A fine piece of journalism about the little-heralded Supreme Court case, Lawrence v. Texas, which finally struck down sodomy laws throughout the U.S. in 2003. The defendants were far from perfect, from the point of view of legal activists -- and worst of all, they weren't even guilty of the crime they were charged with.


You know how Fox News has been going wild about Obama causing the recent increase in gas prices? Here's what Fox News had to say about gas prices back in 2008 when the president belonged to that party whose name begins with R. Both sides should declare a moratorium on trying to use this issue to score points with voters.


The economic impact of the Pill (over the past 50 years) was written up in the New York Times. "...a number of studies have shown that by allowing women to delay marriage and childbearing, the pill has also helped them invest in their skills and education, join the work force in greater numbers, move into higher-status and better-paying professions and make more money over all."


More Jonah Lehrer goodness from Wired, this time on why some people learn faster or better than others.


The huge release of test data within New York City schools, purporting to show which teachers are most and least effective, despite margins of error between 30 and 50 percent, had one upside: It allowed blogger Gary Rubenstein to analyze the 4th grade scores of kids in charter schools vs. the public schools. His finding: students at charter schools are not the kids who need help the most. Instead, they're at the middle of the pack.

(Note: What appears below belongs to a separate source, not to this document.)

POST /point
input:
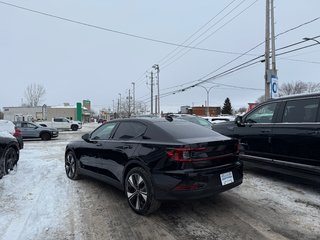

The kids in the deepest holes are in the public schools, left behind by charters who don't want them.

1 comment:

Nancy/BLissed-Out Grandma said...

In other words, the Pill enabled Uppity Women to take control of their lives, pursue goals, compete with men in the workplace, gain power and wealth, and sometimes pay much less attention to household tasks than in the old days...strong reasons for certain parties to want to make that nasty old Pill disappear forever.